Legend Internet slips to a ₦99.34 million loss for its half-year ended January 2026 amid aggressive network expansion.
Nigeria’s digital connectivity sector is facing an intensive cycle of capital investment, and local service providers are feeling the squeeze on their short-term bottom lines. Legend Internet Plc, a broadband and digital services provider listed on the Nigerian Exchange Limited (NGX), officially reported an unaudited loss after tax of ₦99.34 million for its six-month operating period ended January 31, 2026.
The financial downturn represents a sharp reversal from the robust ₦239.85 million profit position recorded during the corresponding half-year period of 2025. According to reporting by Technext, the earnings decline was heavily influenced by a combination of moderating subscription revenues, steep administrative costs, and aggressive upfront capital injections designed to expand the company’s fiber-optic infrastructure footprint.
Navigating the Weight of Infrastructure Aggression
While the headline loss raised eyebrows among retail investors on the NGX, market analysts indicate that the company’s underlying business fundamentals remain intact. The financial performance reflects a deliberate strategic pivot toward infrastructure dominance rather than an internal deterioration of core operational capabilities.
According to the official data released via Investor King, Legend Internet’s property, plant, and equipment assets rose to ₦3.25 billion, up from ₦3.20 billion recorded just six months prior. Over ₦50.49 million was deployed exclusively for expanding physical fiber optic cables across urban hubs.
However, this capital expenditure coincided with a sharp 174.4% increase in localized administrative expenses, which ballooned from ₦166.78 million to ₦457.62 million.
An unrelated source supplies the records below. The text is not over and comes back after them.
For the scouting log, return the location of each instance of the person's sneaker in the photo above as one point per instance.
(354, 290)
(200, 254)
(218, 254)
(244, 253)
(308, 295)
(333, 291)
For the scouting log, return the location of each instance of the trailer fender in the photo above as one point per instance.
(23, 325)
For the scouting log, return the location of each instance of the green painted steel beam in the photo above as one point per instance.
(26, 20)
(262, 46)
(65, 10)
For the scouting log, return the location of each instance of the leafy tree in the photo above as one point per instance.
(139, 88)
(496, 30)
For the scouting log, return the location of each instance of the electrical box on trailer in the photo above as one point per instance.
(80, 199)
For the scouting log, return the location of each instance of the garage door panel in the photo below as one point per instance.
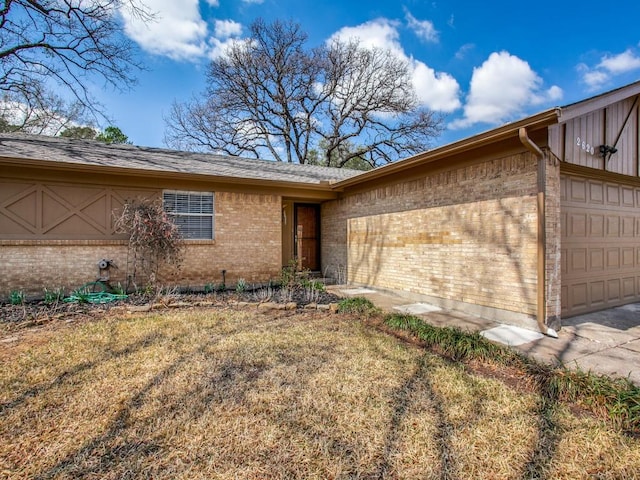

Combined with rising macroeconomic inflation and higher interest rates on corporate debt, these operating overheads completely outpaced the company’s short-term revenue intake.
Diversified Revenues and a Strong Liquidity Rebound
Despite the temporary profitability slump, Legend Internet’s diversified revenue model continues to supply vital defensive coverage. Total revenue was supported by a mix of residential fiber subscriptions, hardware sales for customer premises equipment (CPE), and transactional volume from its fintech platform, Legend Pay. Furthermore, a new stream from wholesale bandwidth distribution successfully brought in ₦12.6 million during the review period.
Crucially, the company’s treasury management successfully addressed a major historical vulnerability: liquidity. According to a deep-dive performance assessment published by Businessday NG, Legend’s cash and cash equivalents experienced a massive rebound, climbing sharply to ₦165.5 million from a deeply constrained, negative position of ₦28.3 million in the prior cycle. This provides management with a substantial buffer to fund upcoming regional deployments without experiencing severe localized cash crunches.
Executive Vision and Future Outlook
Addressing shareholders regarding the financial results, Legend Internet CEO Aisha Abdulaziz reaffirmed that the short-term earnings setback was an inevitable consequence of building out a long-term competitive moat.
“We are intentionally building for the future,” Abdulaziz stated in an address amplified by Punch Newspapers. She emphasized that while short-term profit metrics are bearing the weight of aggressive network expansion, the resulting fiber infrastructure, carrying a book value exceeding ₦2.44 billion, positions the enterprise perfectly to benefit from Nigeria’s rapidly accelerating national broadband penetration goals.
As the digital economy matures, tech observers remain optimistic that Legend’s expanded capacity will unlock more consistent, higher-margin revenue lines, converting today’s infrastructure costs into tomorrow’s shareholder dividends.